There is no path to peace that does not involve Hamas


The PLO, ANC, IRA, Algerian resistance, and other liberation movements committed atrocities against civilians and were labeled terrorist organizations. But they were eventually invited into the political process. The same must happen with Hamas.

Yahya Sinwar, Hamas’ political chief in Gaza, attending a festival in solidarity with al-Aqsa mosque at Palestine Stadium in Gaza City, 1 October 2022

Jonathan Kuttab writes in Mondoweisson 16 July 2024:

Even before October 7, the taboo against talking to Hamas allowed the world to ignore the ever growing crisis in Gaza and its people until it blew up in their faces. However, it is a well known truth that you don’t make peace with your friends but with your enemies.

When October 7 occurred, Israel rapidly weaponized the demonization of Hamas, already declared by Israel and the US to be a terrorist group, to justify all its actions in Gaza. This was bolstered by a multitude of false accounts of beheaded babies, burnt pregnant mothers, sexually mutilated bodies, and mass rapes, none of which was proven. Every public discussion of the war had to start with the question: “Do you condemn Hamas?” And if you failed to do so, or if you failed to declare their actions “barbaric” rapidly enough, you were personally attacked and called antisemitic.

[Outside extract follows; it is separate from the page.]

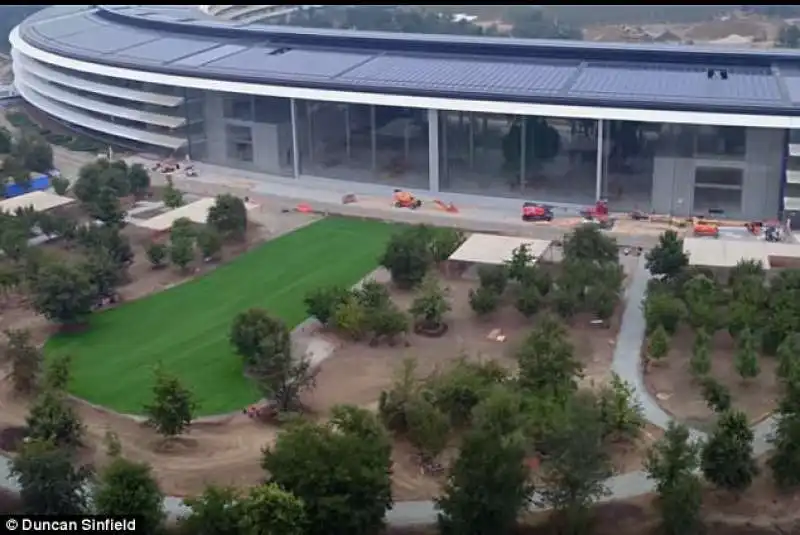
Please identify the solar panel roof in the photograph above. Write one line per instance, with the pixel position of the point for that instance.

Any attempt to objectively discover what happened on that fateful day was compared to Holocaust denial. Hamas certainly undertook considerable violence against civilians, but we must acknowledge that just this week, leading Israeli paper Haaretz finally admitted to Israel’s widespread use of the Hannibal Directive: the killing of its own citizens to prevent capture.  The declared objective of eliminating Hamas, not just defeating or neutralizing its fighting force, was the goal, and this became the justification for not only destroying Gaza — its hospitals, universities, markets, housing blocks, and infrastructure — but also for repeated population transfers on a mass scale in pursuit of that impossible objective.

I am not and have never been a supporter or apologist for Hamas. I am a Christian, and Hamas is an avowedly Muslim organization. I am a pacifist, and Hamas believes in armed struggle as the path to liberation. Yet, I know that there is no path to peace that does not involve Hamas, as well as some deeply abominable Israeli Jewish and Zionist organizations and politicians.

Recognizing the need to speak with Hamas does not in any way constitute support for that organization, its objectives, ideology, or tactics. Hamas is a political party, one which also oversaw an entire government structure and all its functions for years, in addition to maintaining an armed resistance force, the Qassam Brigades. The party has an official ideology, but it can also be pragmatic when forced to be.